Balon Olmayan Girişimci
Bu yazı Ali Servet Eyüboğlu tarafından yazılmıştır.
Milyon dolarlar, yatırımlar, yatırımcılar, öğütler, büyük projeler ve daha nicesi. Girişimci olmak için nekadar çok sebep var değil mi ?
Diğer yandan başarı hırsı, büyük adam olma hevesi, hayallerini gerçekleştirme isteği ve belkide en somut olanı kısa yoldan köşeyi dönme beklentisi.
Sahi tüm bu kalabalığın içinde işin aslını düşünmeye, yaratıcılığa, üretkenliğe ve üretimin keyfini çıkarmaya çok zaman kalıyor mu emin değilim.
Yazının başlığı veya içeriği üzerinden kimseye bir itham veya mesaj kaygısının olmadığını peşinen bildirmek isterim. Amacım son derece içten ve temiz duygular ile fikirlerimi paylaşmak sadece. Dragon savaşlarını aratmayan soğuk savaşların hakim olduğu bir ortamda barışı ve insani değerleri en önde tutan bir insan olarak bunu özellikle belirtmek istedim.
Balonu bilirsiniz. Yeryüzündeki ilginç icatlardandır bence. Sempatiktir de. İlk örneği 1800’lerde Michael Faraday tarafından üretilmiş ama günlük hayattaki kullanımı 1930’larda gerçekleşebilmiş. Bu yazıda girişimci arkadaşlarıma daha sağlıklı bir aktarım yapabilmek için balonu teşbih nesnesi olarak kullanmış olduk.
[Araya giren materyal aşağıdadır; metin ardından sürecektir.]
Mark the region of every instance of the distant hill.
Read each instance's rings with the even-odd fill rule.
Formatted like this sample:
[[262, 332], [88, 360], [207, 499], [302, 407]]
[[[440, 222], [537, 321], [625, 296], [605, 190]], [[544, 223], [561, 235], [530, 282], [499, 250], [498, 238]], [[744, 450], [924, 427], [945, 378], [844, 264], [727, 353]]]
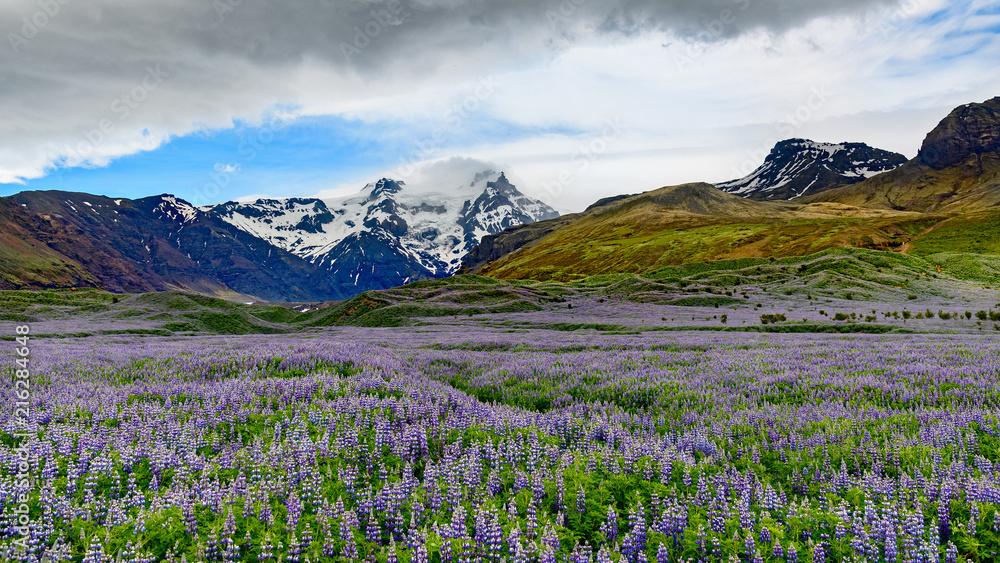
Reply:
[[204, 208], [172, 195], [22, 192], [0, 198], [0, 289], [340, 300], [448, 276], [484, 235], [556, 216], [492, 171], [448, 193], [383, 178], [348, 198]]
[[461, 271], [568, 281], [840, 247], [1000, 254], [998, 114], [1000, 98], [957, 108], [902, 165], [867, 145], [792, 139], [754, 174], [719, 186], [734, 193], [685, 184], [605, 198], [485, 237]]
[[746, 177], [715, 187], [749, 199], [788, 200], [855, 184], [904, 162], [901, 154], [864, 143], [788, 139], [776, 144], [764, 164]]
[[1000, 204], [1000, 97], [955, 108], [899, 168], [804, 198], [919, 212], [981, 211]]

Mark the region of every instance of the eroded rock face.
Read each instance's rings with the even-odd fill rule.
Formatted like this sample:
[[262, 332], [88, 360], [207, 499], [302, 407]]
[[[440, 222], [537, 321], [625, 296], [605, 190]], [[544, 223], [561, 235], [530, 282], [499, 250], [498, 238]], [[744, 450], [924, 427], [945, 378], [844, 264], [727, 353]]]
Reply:
[[957, 166], [969, 157], [1000, 156], [1000, 97], [960, 106], [924, 139], [917, 161], [936, 170]]
[[748, 199], [788, 200], [856, 184], [905, 162], [899, 153], [864, 143], [788, 139], [776, 144], [749, 175], [716, 187]]

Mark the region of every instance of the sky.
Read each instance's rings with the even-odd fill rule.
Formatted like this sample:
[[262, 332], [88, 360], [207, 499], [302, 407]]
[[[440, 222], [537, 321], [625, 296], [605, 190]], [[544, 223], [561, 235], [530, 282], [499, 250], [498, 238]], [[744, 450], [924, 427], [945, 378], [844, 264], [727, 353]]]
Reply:
[[1000, 95], [983, 0], [4, 0], [0, 195], [198, 205], [447, 191], [560, 211], [741, 177], [775, 142], [913, 157]]

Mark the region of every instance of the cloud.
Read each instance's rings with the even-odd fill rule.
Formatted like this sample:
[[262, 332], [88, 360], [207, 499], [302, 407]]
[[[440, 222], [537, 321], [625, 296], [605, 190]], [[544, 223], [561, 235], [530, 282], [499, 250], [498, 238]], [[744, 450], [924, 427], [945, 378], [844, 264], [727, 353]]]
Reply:
[[[888, 0], [14, 0], [0, 6], [0, 182], [294, 115], [439, 115], [442, 90], [657, 33], [781, 34]], [[47, 11], [46, 11], [47, 10]], [[396, 104], [402, 92], [413, 99]], [[396, 109], [394, 109], [396, 106]], [[403, 109], [405, 108], [405, 109]], [[416, 109], [417, 111], [409, 111]], [[393, 112], [396, 113], [393, 113]]]
[[225, 164], [222, 162], [215, 163], [215, 171], [222, 172], [225, 174], [235, 174], [240, 171], [239, 164]]

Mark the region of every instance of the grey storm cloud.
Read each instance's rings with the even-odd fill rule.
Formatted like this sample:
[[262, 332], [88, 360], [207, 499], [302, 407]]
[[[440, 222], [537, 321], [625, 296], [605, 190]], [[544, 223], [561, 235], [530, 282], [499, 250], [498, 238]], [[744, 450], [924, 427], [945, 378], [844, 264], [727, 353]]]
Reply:
[[[290, 69], [433, 80], [600, 36], [713, 41], [889, 0], [15, 0], [0, 5], [0, 181], [294, 104]], [[458, 62], [456, 62], [458, 61]], [[362, 94], [359, 94], [362, 95]], [[155, 99], [155, 103], [145, 101]]]

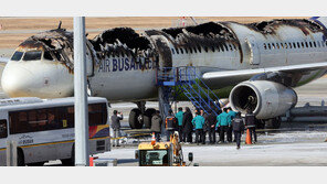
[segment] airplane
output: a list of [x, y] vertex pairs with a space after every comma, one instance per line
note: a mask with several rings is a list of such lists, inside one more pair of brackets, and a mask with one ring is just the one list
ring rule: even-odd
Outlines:
[[[219, 98], [229, 98], [234, 110], [251, 109], [278, 128], [278, 117], [297, 102], [293, 88], [327, 72], [326, 25], [327, 18], [313, 17], [205, 22], [140, 34], [109, 29], [86, 40], [88, 95], [136, 102], [129, 125], [141, 128], [154, 110], [146, 101], [160, 101], [157, 72], [189, 66]], [[73, 69], [73, 33], [57, 28], [18, 46], [1, 85], [10, 97], [68, 97], [74, 95]]]

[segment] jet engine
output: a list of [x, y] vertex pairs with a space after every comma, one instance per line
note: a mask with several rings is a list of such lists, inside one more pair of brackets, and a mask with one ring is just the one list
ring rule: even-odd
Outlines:
[[246, 80], [230, 94], [231, 107], [243, 113], [251, 109], [257, 119], [271, 119], [285, 113], [297, 102], [296, 93], [279, 83]]

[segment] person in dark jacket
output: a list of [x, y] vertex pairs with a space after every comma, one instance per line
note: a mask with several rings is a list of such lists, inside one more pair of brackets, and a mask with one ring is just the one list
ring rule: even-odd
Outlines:
[[204, 126], [204, 118], [201, 116], [201, 112], [197, 112], [196, 118], [192, 119], [192, 125], [196, 128], [196, 142], [199, 145], [199, 142], [204, 144], [205, 140], [203, 138], [203, 126]]
[[215, 123], [217, 123], [217, 116], [213, 111], [209, 110], [209, 113], [205, 118], [205, 123], [208, 127], [209, 132], [209, 143], [215, 143]]
[[253, 143], [256, 142], [255, 122], [255, 116], [253, 115], [252, 110], [247, 109], [245, 115], [245, 129], [250, 130], [251, 140], [254, 137]]
[[182, 108], [179, 107], [178, 108], [178, 112], [175, 115], [177, 121], [178, 121], [178, 136], [179, 136], [179, 141], [182, 142], [182, 116], [183, 116], [183, 111]]
[[232, 127], [234, 132], [234, 139], [236, 141], [238, 150], [241, 148], [241, 136], [244, 131], [244, 122], [241, 117], [241, 112], [236, 112], [235, 118], [232, 120]]
[[155, 133], [157, 142], [160, 141], [161, 125], [162, 125], [162, 118], [160, 116], [160, 111], [156, 110], [156, 112], [151, 119], [151, 129], [150, 130]]
[[217, 117], [217, 125], [215, 127], [217, 128], [220, 128], [220, 138], [219, 138], [219, 143], [223, 143], [224, 142], [224, 136], [225, 133], [228, 132], [228, 129], [229, 129], [229, 121], [228, 121], [228, 109], [224, 108], [223, 109], [223, 112], [220, 113], [218, 117]]
[[[113, 133], [113, 147], [120, 147], [119, 145], [119, 139], [117, 139], [119, 137], [119, 132], [120, 132], [120, 120], [124, 119], [123, 113], [122, 112], [117, 112], [117, 110], [114, 110], [113, 112], [114, 115], [112, 116], [112, 129], [114, 131]], [[116, 139], [116, 144], [115, 144], [115, 139]]]
[[192, 131], [193, 131], [192, 119], [193, 119], [193, 115], [190, 108], [186, 107], [186, 111], [182, 117], [182, 130], [183, 130], [182, 142], [192, 143]]
[[[233, 111], [231, 107], [229, 107], [229, 108], [228, 108], [228, 115], [229, 115], [229, 117], [228, 117], [228, 121], [229, 121], [229, 125], [231, 125], [231, 126], [229, 127], [229, 129], [228, 129], [228, 141], [229, 141], [229, 142], [232, 142], [232, 139], [233, 139], [233, 136], [232, 136], [232, 134], [233, 134], [233, 125], [232, 125], [232, 120], [235, 118], [236, 112]], [[234, 138], [234, 140], [235, 140], [235, 138]], [[235, 142], [235, 141], [234, 141], [234, 142]]]
[[168, 116], [166, 117], [165, 122], [166, 122], [165, 127], [167, 130], [167, 141], [169, 141], [170, 136], [173, 134], [173, 132], [177, 128], [177, 120], [176, 120], [171, 109], [169, 109]]

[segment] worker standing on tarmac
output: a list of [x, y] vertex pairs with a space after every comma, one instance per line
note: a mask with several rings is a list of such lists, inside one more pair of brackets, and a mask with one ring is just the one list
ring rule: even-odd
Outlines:
[[160, 141], [160, 134], [161, 134], [161, 125], [162, 125], [162, 118], [160, 116], [160, 111], [156, 110], [155, 115], [151, 119], [151, 131], [155, 133], [156, 141]]
[[178, 136], [179, 136], [179, 141], [182, 142], [182, 116], [183, 116], [183, 112], [182, 112], [182, 108], [179, 107], [178, 108], [178, 112], [176, 113], [176, 119], [178, 121]]
[[255, 116], [253, 115], [252, 110], [247, 109], [245, 115], [245, 129], [249, 129], [251, 140], [254, 137], [253, 143], [256, 142], [255, 121]]
[[204, 126], [204, 118], [201, 116], [199, 111], [197, 111], [196, 118], [192, 119], [192, 125], [196, 128], [196, 142], [199, 145], [201, 140], [202, 144], [204, 144], [205, 140], [203, 138], [203, 126]]
[[[232, 139], [233, 139], [233, 125], [232, 125], [232, 120], [235, 118], [236, 116], [236, 112], [232, 110], [231, 107], [228, 108], [228, 121], [229, 121], [229, 125], [231, 125], [229, 127], [229, 130], [228, 130], [228, 141], [229, 142], [232, 142]], [[234, 141], [235, 142], [235, 138], [234, 138]]]
[[168, 116], [166, 117], [165, 122], [166, 122], [166, 130], [167, 130], [167, 141], [169, 141], [170, 136], [173, 134], [173, 131], [177, 128], [176, 118], [175, 118], [171, 109], [169, 109]]
[[224, 134], [226, 133], [228, 129], [229, 129], [229, 121], [228, 121], [228, 109], [224, 108], [223, 112], [220, 113], [217, 117], [217, 128], [220, 128], [220, 134], [219, 134], [219, 143], [223, 143], [224, 142]]
[[[123, 113], [122, 112], [117, 112], [117, 110], [114, 110], [113, 112], [114, 115], [112, 116], [112, 130], [114, 131], [113, 133], [113, 147], [120, 147], [119, 145], [119, 133], [120, 133], [120, 120], [124, 119]], [[116, 140], [115, 140], [116, 139]], [[116, 144], [115, 144], [116, 141]]]
[[233, 132], [234, 132], [234, 139], [236, 141], [238, 150], [241, 148], [241, 136], [242, 132], [244, 131], [244, 122], [241, 117], [241, 112], [238, 112], [235, 115], [235, 118], [232, 120], [232, 127], [233, 127]]
[[193, 131], [193, 125], [192, 125], [193, 115], [189, 107], [186, 107], [186, 111], [182, 117], [182, 142], [192, 143], [192, 131]]
[[215, 123], [217, 117], [213, 111], [209, 110], [209, 115], [207, 116], [207, 125], [208, 125], [208, 132], [209, 132], [209, 143], [215, 143]]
Lafı çok uzatmadan birkaç madde halinde balon olmayan girişimci modelini özetleyerek bu dünyaya adım atmayı düşünen veya henüz adım atmış arkadaşların verimli bir değerlendirme yapmalarına vesile olabilirsek ne mutlu.
Balon olmayan girişimci ;
Verilen her gaz ile şişmez. Şişme gereği duyarsa kendisi ihtyaç duyduğu gazı istediği şekilde tedarik eder.
Uçmaz, ayakları yere basar. Hayalleri vardır ama hayalperest değildir. Gerçekçidir.
Girişimciliği seçme sebebinin temeline indiğinizde temel sebebin maddi hedefler yerine kendi özgürlüğü ve dünyada anlamlı bir iş yapma isteği olduğunu görmüş olursunuz.
Saldırgan değil, naiftir.
Hırsları insanı duygularının önüne geçmemiştir.
İnsan harcamaz, insan kazanır.
Savaşmaz, barışır.
Bencil değil, paylaşımcıdır. Herşeyi paylaşabildiği gibi, başarısını da paylaşmayı bilir.
İlk günden yatırıma odaklanmak yerine ilk günden işine odaklanır.
Girişimi için bilimsel metodlar ile planlı bir şekilde gece gündüz çalışır.
Ne zaman ve ne için yatırıma ihtiyaç duyacağını çok iyi bilir, herşeyi hesaplayarak ilerler.
Yaratıcıdır, girişimiyle ilgili her saniye yeni fikirler düşünür ve kurgular.
Kıskanç değildir.
Rekabeti savaş olarak değil katmadeğer olarak görür.Başkalarının başarılı işlerini takdir eder ve çıkarımlarda bulunur.
Başarısız olmaktan korkmaz. Bunun olası bir sonuç olacağını çok iyi bilir ve bundan utanmaz.
Bu maddeler detaylandırılabilir ve çoğaltılabilir. Eminim herkesin bu listeye ekleyeceği fikirler de vardır. Maalesef yaşadığımız dönem ve bugünün şartları bizleri balon girimciler olmaya fazlasıyla zorluyor. Ama yine de siz siz olun balon girişimci olmaktan kaçının. İç huzurunuzu, naifliğinizi, insani değerlere olan hassasiyetinizi hiçbir zaman yitirmeyin.
“Ben bayrakları değil insanları severim” sözünün sahibi Sait Faik’in
“Dünyayı güzellik kurtaracak, bir insanı sevmekle başlayacak herşey” görüşüne yürekten inanan ve bağlı kalan girişimciler ile dünya kesinlikle daha güzel olacak.